If an adequate amount of iron is not available to plants, iron deficiency (iron chlorosis) will result. This condition may be recognized by the nature of deficiency symptoms. The symptoms of iron deficiency appear on the youngest, newest leaves. The area between the leaf veins becomes pale yellow or white (this is called interveinal chlorosis). No noticeable physical deformity occurs, but in severe cases the youngest leaves may be entirely white and stunted. Note that it may be difficult to distinguish iron deficiency symptoms from those of other nutrients, particularly zinc, on some plants.

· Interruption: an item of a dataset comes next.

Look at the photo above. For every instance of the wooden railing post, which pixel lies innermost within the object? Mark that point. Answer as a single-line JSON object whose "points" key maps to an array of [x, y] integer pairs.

Susceptibility to iron deficiency varies greatly between plants. Desert plants are less susceptible to iron deficiency because they have mechanisms that enable them to solubilize and absorb iron from high pH soils. Plants from regions with acidic soils do not have this ability. Most humid tropical and subtropical regions fall into this category and therefore many of the ornamental and crop plants we have imported from these areas are susceptible to iron deficiency. Examples include citrus, rose, gardenia, crepe myrtle, and many others. Members of the Ericaceae or Heath family such as azaleas, rhododendrons, and blueberries are extremely susceptible to iron deficiency.
There are several methods for correcting iron deficiency once it is identified. Chelated iron fertilizers, in which the iron is combined with a chemical called a chelate that helps keep the iron in a plant available form, are most appropriate for application to the soil. Treatment may have to be repeated approximately monthly during the growing season. Frequency will depend on soil and plant properties, and is best gauged by observing plant performance.
The chelated iron discussed above is man-made. Natural chelates can be found in soil organic matter. Practices that increase levels of soil organic matter, such as adding manure to soil, can help maintain iron in a plant-available state.